Georgina Bedenham, Amy Shields and Andrew Kirk present the findings from their recent IFoA Biodiversity Working Party paper on the link between biodiversity and zoonotic diseases
Zoonotic diseases, or zoonoses, are diseases that have been transmitted from an animal source to humans in what is known as a ‘spillover’ event. Once an infectious pathogen crosses the species barrier, there is approximately a 50% chance that the spread of the disease is capable of evolving into human-to-human transmission.
Zoonotic diseases have a long history – the first instance of the bubonic plague, for example, dates as far back as the 6th century. However, emergences of infectious diseases in humans are accelerating, with more than 70% of these estimated to be zoonotic. Notable examples of recent zoonotic diseases include HIV, influenza, tuberculosis and Ebola.
COVID-19, believed to be a spillover from bats, has provided a sobering reminder of how devastating the impact of zoonotic diseases can be on society – including surges in mortality, as well as disruption to the economy and health services. The severe acute respiratory syndrome (SARS-CoV-1) disease that emerged in China in 2002, a precursor to COVID-19, led to an estimated economic cost of US$30-50bn despite causing illness in less than 10,000 people – far short of the 170m recorded COVID-19 cases to date.
Causes of zoonotic diseases
The alarming rise in spillover events can be attributed to a variety of causes – climate change, habitat loss, animal agriculture and industrial farming. Strikingly, almost half of the zoonotic diseases that have emerged since 1940 have resulted from change in land use, changes in agriculture and food production practices, or wildlife hunting. Human activity therefore emerges as the root cause for the rise in the incidences of zoonotic diseases. Despite this, human health considerations remain largely unaccounted for in activities such as land-use planning decisions.
Moreover, these drivers are inextricably linked. For example, climate change and habitat loss can lead to the migration of animal populations, facilitating the spread of diseases. An increase in temperature, for instance, is expected to extend the geographical spread of mosquito-borne diseases such as Zika virus.

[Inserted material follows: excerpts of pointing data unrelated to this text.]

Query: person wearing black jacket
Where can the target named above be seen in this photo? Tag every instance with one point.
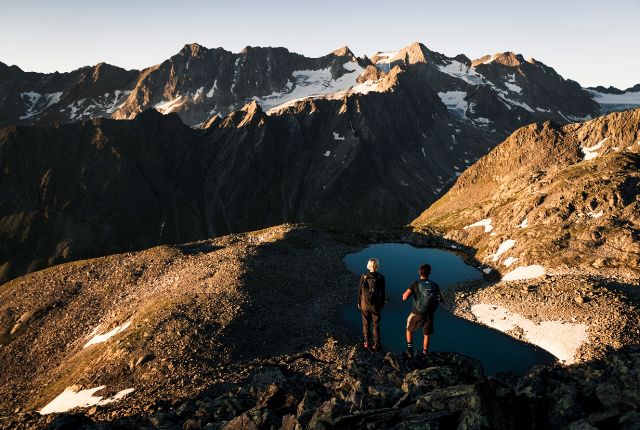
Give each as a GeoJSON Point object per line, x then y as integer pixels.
{"type": "Point", "coordinates": [371, 298]}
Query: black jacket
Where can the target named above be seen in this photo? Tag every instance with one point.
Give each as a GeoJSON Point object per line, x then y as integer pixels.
{"type": "Point", "coordinates": [364, 285]}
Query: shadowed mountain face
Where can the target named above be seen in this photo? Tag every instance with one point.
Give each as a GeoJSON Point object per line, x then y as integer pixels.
{"type": "Point", "coordinates": [562, 196]}
{"type": "Point", "coordinates": [101, 186]}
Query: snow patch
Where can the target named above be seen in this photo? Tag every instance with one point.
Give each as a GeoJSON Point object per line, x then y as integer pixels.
{"type": "Point", "coordinates": [99, 338]}
{"type": "Point", "coordinates": [562, 339]}
{"type": "Point", "coordinates": [513, 87]}
{"type": "Point", "coordinates": [486, 223]}
{"type": "Point", "coordinates": [214, 87]}
{"type": "Point", "coordinates": [310, 84]}
{"type": "Point", "coordinates": [461, 71]}
{"type": "Point", "coordinates": [525, 272]}
{"type": "Point", "coordinates": [73, 397]}
{"type": "Point", "coordinates": [628, 98]}
{"type": "Point", "coordinates": [169, 106]}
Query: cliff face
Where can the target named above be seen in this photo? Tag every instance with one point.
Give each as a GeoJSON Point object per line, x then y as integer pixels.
{"type": "Point", "coordinates": [94, 188]}
{"type": "Point", "coordinates": [566, 195]}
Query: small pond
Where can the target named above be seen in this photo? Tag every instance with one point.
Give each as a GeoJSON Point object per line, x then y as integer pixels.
{"type": "Point", "coordinates": [399, 264]}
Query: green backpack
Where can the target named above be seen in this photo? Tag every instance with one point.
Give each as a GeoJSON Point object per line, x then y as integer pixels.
{"type": "Point", "coordinates": [427, 297]}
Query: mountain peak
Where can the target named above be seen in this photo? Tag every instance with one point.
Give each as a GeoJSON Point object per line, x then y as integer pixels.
{"type": "Point", "coordinates": [508, 59]}
{"type": "Point", "coordinates": [192, 49]}
{"type": "Point", "coordinates": [415, 53]}
{"type": "Point", "coordinates": [343, 52]}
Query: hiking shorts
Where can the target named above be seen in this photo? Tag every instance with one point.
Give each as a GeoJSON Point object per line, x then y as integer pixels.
{"type": "Point", "coordinates": [416, 321]}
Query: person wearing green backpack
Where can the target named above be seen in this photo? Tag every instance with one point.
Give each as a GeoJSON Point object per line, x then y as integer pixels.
{"type": "Point", "coordinates": [426, 297]}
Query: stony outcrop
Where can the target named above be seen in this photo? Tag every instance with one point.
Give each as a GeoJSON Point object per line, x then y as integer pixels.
{"type": "Point", "coordinates": [564, 197]}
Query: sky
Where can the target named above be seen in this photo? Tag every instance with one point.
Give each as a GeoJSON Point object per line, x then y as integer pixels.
{"type": "Point", "coordinates": [592, 42]}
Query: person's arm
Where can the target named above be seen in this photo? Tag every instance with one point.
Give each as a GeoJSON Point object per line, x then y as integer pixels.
{"type": "Point", "coordinates": [407, 294]}
{"type": "Point", "coordinates": [440, 296]}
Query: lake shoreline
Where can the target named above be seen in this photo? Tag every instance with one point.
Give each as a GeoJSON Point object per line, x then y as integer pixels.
{"type": "Point", "coordinates": [606, 309]}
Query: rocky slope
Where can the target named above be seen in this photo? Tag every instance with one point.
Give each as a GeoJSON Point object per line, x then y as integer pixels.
{"type": "Point", "coordinates": [564, 197]}
{"type": "Point", "coordinates": [240, 332]}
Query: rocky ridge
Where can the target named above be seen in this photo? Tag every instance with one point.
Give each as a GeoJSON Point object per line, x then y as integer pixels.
{"type": "Point", "coordinates": [565, 197]}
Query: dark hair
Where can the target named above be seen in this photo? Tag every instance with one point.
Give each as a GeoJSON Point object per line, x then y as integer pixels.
{"type": "Point", "coordinates": [425, 270]}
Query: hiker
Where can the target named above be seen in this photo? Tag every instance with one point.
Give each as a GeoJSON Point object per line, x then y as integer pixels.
{"type": "Point", "coordinates": [371, 298]}
{"type": "Point", "coordinates": [426, 296]}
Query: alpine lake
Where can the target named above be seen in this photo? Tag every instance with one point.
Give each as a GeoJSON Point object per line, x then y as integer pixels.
{"type": "Point", "coordinates": [399, 264]}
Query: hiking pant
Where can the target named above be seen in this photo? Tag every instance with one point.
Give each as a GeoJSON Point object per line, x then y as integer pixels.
{"type": "Point", "coordinates": [370, 314]}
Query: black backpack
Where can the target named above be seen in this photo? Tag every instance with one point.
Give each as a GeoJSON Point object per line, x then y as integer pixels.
{"type": "Point", "coordinates": [371, 290]}
{"type": "Point", "coordinates": [427, 297]}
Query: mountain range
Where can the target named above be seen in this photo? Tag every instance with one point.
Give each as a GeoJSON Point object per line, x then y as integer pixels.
{"type": "Point", "coordinates": [233, 321]}
{"type": "Point", "coordinates": [249, 140]}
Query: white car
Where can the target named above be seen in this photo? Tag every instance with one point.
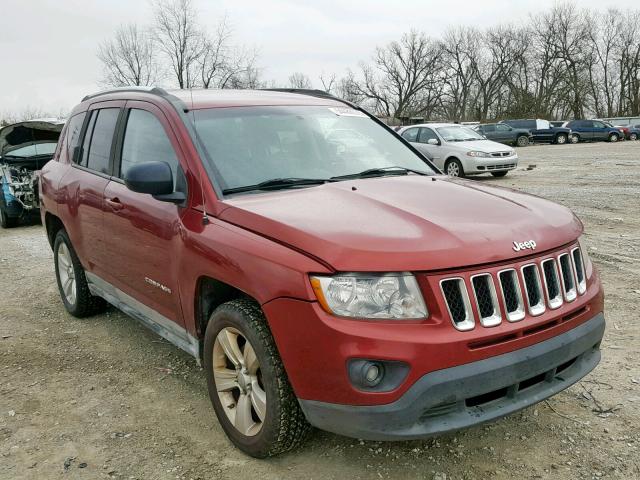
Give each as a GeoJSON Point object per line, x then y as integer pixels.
{"type": "Point", "coordinates": [459, 151]}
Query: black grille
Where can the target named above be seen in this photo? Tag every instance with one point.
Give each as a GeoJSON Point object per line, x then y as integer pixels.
{"type": "Point", "coordinates": [453, 296]}
{"type": "Point", "coordinates": [531, 282]}
{"type": "Point", "coordinates": [577, 260]}
{"type": "Point", "coordinates": [483, 296]}
{"type": "Point", "coordinates": [508, 283]}
{"type": "Point", "coordinates": [567, 274]}
{"type": "Point", "coordinates": [551, 278]}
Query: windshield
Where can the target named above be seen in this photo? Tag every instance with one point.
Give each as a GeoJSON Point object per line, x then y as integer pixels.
{"type": "Point", "coordinates": [33, 150]}
{"type": "Point", "coordinates": [250, 145]}
{"type": "Point", "coordinates": [459, 134]}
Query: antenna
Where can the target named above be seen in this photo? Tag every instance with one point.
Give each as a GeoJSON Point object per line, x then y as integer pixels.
{"type": "Point", "coordinates": [205, 217]}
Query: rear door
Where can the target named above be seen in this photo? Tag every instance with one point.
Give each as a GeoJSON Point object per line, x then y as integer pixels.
{"type": "Point", "coordinates": [143, 235]}
{"type": "Point", "coordinates": [85, 182]}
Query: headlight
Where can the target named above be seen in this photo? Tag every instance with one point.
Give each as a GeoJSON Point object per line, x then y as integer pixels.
{"type": "Point", "coordinates": [393, 295]}
{"type": "Point", "coordinates": [477, 154]}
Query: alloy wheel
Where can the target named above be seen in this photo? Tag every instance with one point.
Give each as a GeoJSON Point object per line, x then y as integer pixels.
{"type": "Point", "coordinates": [238, 381]}
{"type": "Point", "coordinates": [66, 273]}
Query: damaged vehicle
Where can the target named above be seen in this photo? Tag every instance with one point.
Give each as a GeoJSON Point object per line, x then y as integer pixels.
{"type": "Point", "coordinates": [24, 149]}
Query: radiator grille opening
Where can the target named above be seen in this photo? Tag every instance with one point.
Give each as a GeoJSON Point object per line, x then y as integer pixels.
{"type": "Point", "coordinates": [566, 272]}
{"type": "Point", "coordinates": [552, 283]}
{"type": "Point", "coordinates": [580, 275]}
{"type": "Point", "coordinates": [457, 299]}
{"type": "Point", "coordinates": [533, 289]}
{"type": "Point", "coordinates": [511, 295]}
{"type": "Point", "coordinates": [486, 300]}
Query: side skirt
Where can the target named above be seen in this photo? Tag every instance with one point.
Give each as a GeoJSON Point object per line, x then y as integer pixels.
{"type": "Point", "coordinates": [166, 328]}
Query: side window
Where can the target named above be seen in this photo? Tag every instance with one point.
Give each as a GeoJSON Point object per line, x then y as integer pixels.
{"type": "Point", "coordinates": [427, 134]}
{"type": "Point", "coordinates": [74, 128]}
{"type": "Point", "coordinates": [145, 140]}
{"type": "Point", "coordinates": [102, 139]}
{"type": "Point", "coordinates": [410, 135]}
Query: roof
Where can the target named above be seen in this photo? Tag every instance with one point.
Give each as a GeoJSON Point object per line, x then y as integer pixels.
{"type": "Point", "coordinates": [212, 98]}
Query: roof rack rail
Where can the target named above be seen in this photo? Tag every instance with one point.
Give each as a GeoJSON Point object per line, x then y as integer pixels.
{"type": "Point", "coordinates": [153, 90]}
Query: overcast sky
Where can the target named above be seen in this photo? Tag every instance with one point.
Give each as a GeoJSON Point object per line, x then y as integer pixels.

The drivers of zoonotic diseases are largely the same drivers behind biodiversity loss (bit.ly/IPBES_BioPandem), as summarised in Figure 1. There is also some evidence that biodiversity loss itself facilitates the spread of zoonotic diseases, based on the theory that a greater diversity of species provides a more robust buffer against the transmission of diseases between animals and humans.
Studies suggest that the risk of pandemics is increasing rapidly, with more than five new diseases emerging in people every year – any one of which has the potential to spread and become a pandemic. It is therefore not a case of if there will be another pandemic, but when it will be.
The increased pressure on ecosystems due to human activities, such as the rising global demand for meat, will drive further biodiversity loss and increase the risk of zoonotic diseases. To mitigate this risk, it is crucial that we reduce our environmental impact via a system of global co-operation.
Initiatives such as Wildlife Conservation 20 and Preventing Pandemics at the Source have emerged post-COVID-19, seeking to prevent future pandemics and build sustainable relationships between human consumption and wildlife conservation.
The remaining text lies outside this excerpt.